2025-03-16

Simple Linear Regression (SLP)

The aim of simple linear regression is to find a linear relationship to describe pattern between an independent and possibly depend variable.

The formula for SLP is (explained in detail in the next slide): \[ y = \alpha + \beta x \]

where \(x\), the dependent variable, is the input that influences change and \(y\), the independent variable, is affected by it.

Examples

  • Predicting property pricing, predicting weight based on height
  • Predicting exam score based on study time
  • Predicting relationship between spending and sales in a company

SLP Formula for 2 variables

\[ y = \alpha + \beta x \] where \[y \text{ = estimated point}\] \[\alpha \text{ = y-intercept}\] \[\beta \text{ = slope}\] \[x \text{ = input data point}\]

Similarly, a model with 3 variables will be represented as: \[ y = \alpha + \beta_1 x_1 + \beta_0x_0 \]

Introducing House Pricing Dataset

For this project we will take the kaggle dataset for house pricing given at https://www.kaggle.com/datasets/yasserh/housing-prices-dataset?resource=download

For each house price data point there is area, bedrooms, bathrooms, stories, mainroad, guestroom, basement, hot water heating, air conditioning, parking, pref area, and furnishing status of a house.

We can use each of these as a variable, but we will predict the house price only using the area datapoints.

Additionally, for simplicity and clear visualization we will only take the first 50 data points.

Plotting House Pricing vs Area

Our initial intuition is that a larger area corresponds to a higher house price. On the contrary, we notice that the house with the largest area is not the most expensive. One explanation for this might be that we are only considered one variable out of the many mentioned before.

Applying SLR on Pricing vs Area

## `geom_smooth()` using formula = 'y ~ x'

Explaining SLR Plotting

data <- read.csv("Housing.csv")
house_price <- data$price[0:50]
house_area <- data$area[0:50]

data_sub <- data.frame(price = house_price, area = house_area)
ggplot(data_sub, aes(x = price, y = area)) + geom_point() +
  geom_smooth(method = "lm", color = "blue", se = FALSE) +
  labs(x = "House price", y = "House area", 
      title = "Fitting the Regression Line") + theme_minimal()

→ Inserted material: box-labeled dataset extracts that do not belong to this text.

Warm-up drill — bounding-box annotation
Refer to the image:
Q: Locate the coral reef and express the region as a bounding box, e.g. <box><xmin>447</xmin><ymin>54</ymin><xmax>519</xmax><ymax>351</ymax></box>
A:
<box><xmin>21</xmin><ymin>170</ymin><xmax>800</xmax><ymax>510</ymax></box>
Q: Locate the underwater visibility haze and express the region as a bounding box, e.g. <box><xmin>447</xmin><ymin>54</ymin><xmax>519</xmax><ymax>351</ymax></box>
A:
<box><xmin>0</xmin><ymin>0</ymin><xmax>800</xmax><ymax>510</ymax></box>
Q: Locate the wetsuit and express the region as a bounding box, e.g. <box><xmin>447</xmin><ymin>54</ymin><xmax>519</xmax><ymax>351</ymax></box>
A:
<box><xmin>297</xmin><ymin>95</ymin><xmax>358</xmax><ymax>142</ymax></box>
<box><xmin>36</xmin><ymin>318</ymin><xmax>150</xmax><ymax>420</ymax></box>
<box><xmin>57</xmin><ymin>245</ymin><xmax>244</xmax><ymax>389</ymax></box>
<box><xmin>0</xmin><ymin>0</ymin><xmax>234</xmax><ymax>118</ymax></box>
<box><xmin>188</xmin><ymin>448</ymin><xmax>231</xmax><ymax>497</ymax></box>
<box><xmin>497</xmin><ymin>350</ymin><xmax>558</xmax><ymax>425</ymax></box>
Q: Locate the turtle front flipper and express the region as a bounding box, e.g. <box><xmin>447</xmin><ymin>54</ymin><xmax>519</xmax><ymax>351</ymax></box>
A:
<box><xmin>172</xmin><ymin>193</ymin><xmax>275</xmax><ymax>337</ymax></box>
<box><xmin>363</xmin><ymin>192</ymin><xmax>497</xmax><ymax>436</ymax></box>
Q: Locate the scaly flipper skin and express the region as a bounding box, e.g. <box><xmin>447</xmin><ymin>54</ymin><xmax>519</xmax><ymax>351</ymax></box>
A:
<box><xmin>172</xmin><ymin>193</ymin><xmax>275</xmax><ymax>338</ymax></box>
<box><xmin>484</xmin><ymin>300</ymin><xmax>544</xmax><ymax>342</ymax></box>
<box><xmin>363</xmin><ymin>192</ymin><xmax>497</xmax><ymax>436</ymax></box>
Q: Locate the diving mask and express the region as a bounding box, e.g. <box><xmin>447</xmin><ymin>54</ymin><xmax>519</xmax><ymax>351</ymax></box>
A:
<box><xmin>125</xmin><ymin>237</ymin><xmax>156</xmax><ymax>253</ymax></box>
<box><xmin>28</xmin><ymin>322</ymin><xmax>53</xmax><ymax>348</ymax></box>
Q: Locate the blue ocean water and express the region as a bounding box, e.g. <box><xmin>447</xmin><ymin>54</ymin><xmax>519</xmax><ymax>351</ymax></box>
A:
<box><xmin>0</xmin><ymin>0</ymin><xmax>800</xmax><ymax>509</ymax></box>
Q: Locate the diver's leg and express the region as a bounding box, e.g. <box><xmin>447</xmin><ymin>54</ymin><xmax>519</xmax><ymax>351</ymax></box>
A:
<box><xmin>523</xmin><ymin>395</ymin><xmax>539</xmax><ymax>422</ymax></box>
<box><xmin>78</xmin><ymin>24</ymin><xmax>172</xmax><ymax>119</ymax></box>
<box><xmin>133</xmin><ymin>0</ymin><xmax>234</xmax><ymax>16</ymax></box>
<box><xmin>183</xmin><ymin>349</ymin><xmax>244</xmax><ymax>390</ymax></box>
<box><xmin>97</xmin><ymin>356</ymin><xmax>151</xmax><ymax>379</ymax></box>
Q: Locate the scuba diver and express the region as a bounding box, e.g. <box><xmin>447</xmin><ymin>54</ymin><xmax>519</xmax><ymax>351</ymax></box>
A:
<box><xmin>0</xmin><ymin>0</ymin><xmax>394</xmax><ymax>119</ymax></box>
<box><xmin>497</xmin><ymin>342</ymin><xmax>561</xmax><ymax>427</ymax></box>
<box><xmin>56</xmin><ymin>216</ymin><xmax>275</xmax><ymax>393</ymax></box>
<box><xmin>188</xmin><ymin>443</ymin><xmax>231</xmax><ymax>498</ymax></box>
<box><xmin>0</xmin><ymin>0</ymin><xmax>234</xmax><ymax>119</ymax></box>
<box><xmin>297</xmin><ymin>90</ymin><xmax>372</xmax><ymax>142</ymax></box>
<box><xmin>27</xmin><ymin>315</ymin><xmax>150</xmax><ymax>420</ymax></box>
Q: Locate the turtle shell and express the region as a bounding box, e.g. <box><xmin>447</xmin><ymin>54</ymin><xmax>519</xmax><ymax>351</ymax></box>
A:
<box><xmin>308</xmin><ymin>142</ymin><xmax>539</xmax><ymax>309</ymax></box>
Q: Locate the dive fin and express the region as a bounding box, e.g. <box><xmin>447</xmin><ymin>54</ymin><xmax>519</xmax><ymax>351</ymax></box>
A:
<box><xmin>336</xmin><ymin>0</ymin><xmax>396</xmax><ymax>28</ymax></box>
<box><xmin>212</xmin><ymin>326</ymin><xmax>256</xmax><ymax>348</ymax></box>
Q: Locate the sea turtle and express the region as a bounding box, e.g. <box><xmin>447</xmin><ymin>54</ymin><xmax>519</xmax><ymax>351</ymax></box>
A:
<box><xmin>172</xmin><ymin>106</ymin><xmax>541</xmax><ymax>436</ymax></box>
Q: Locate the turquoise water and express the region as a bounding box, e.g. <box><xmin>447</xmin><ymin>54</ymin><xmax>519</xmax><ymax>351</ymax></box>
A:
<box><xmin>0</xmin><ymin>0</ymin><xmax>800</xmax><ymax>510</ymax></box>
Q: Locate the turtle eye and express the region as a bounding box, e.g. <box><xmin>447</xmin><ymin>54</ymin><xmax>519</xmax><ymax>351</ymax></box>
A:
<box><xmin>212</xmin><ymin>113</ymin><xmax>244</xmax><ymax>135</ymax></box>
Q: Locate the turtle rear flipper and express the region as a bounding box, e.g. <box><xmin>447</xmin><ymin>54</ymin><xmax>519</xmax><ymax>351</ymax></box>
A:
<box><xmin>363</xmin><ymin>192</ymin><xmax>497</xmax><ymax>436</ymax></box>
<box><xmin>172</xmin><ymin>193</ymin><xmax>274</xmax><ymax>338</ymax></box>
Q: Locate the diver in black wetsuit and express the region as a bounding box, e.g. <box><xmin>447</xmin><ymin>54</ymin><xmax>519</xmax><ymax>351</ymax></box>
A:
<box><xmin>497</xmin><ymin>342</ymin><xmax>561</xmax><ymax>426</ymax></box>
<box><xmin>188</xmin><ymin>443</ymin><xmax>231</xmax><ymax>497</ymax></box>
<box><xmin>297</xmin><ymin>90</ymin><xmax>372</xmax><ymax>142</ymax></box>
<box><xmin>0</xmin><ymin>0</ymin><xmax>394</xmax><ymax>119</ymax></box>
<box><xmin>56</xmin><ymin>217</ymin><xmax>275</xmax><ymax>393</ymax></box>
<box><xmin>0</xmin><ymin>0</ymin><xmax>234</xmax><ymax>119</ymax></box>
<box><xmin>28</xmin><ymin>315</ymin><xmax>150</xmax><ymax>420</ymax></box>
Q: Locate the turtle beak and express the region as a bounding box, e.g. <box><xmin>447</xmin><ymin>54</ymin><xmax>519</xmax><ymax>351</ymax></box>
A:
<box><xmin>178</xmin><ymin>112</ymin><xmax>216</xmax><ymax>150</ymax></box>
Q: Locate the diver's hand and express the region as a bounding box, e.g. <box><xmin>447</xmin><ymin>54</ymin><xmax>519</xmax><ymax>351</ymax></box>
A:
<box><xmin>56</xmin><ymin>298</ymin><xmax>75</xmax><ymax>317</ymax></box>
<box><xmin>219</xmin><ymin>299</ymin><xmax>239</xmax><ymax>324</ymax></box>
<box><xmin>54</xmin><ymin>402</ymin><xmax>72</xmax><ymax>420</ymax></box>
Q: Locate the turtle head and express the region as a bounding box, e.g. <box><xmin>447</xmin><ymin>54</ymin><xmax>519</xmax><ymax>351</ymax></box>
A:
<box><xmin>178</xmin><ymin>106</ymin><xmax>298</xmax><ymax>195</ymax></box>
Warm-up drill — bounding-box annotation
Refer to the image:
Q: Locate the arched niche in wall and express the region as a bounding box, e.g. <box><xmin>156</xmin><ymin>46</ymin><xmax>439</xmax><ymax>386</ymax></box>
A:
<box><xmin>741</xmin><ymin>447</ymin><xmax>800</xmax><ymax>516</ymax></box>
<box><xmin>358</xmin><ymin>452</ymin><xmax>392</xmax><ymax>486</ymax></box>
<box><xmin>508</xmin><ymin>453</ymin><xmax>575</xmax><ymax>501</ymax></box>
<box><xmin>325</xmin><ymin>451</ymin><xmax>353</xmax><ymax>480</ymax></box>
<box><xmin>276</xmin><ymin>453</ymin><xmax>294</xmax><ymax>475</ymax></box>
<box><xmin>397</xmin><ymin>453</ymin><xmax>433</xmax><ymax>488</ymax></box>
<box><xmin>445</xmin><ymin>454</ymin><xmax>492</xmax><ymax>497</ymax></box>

First, we grab the first 50 data points from the price and area and plot it in ggplot.

Further: - The geom_point() method adds scatter plot point. - “method = ‘lm’” line generates the SLR line. - “theme_minimal()” removes unnecessary grid lines and background for a neater look.

Observing dataset in 3D

We can also visualize the dataset in 3D. Out of the several available parameters lets look at price of house with bedroom and bathroom as our dependent variables.

We notice that the price of a house tends to be higher if the number of bedrooms and bathrooms are the same. The highest being 4 bed and 4 bath at approximately $12 million

Conclusion

We noticed very interesting things in the slides. We got to understand trends that go against what common people would think to be obvious. Such as the price of a house with respect to the area. We would think larger the area of a house the more expensive it is. However, we noticed this is not absolutely true. Other factors such as number of bedrooms, bathroom, heatings, and other factors play a big role in determining the price of a house.

We also noticed that the number of beds and baths is a factor that determines price of a house. The houses with a imbalance of beds and baths are not as pricey as the houses with the same number of beds and baths.

Finally, we also learned how simple linear regression works and how it can help make important predictions and decisions.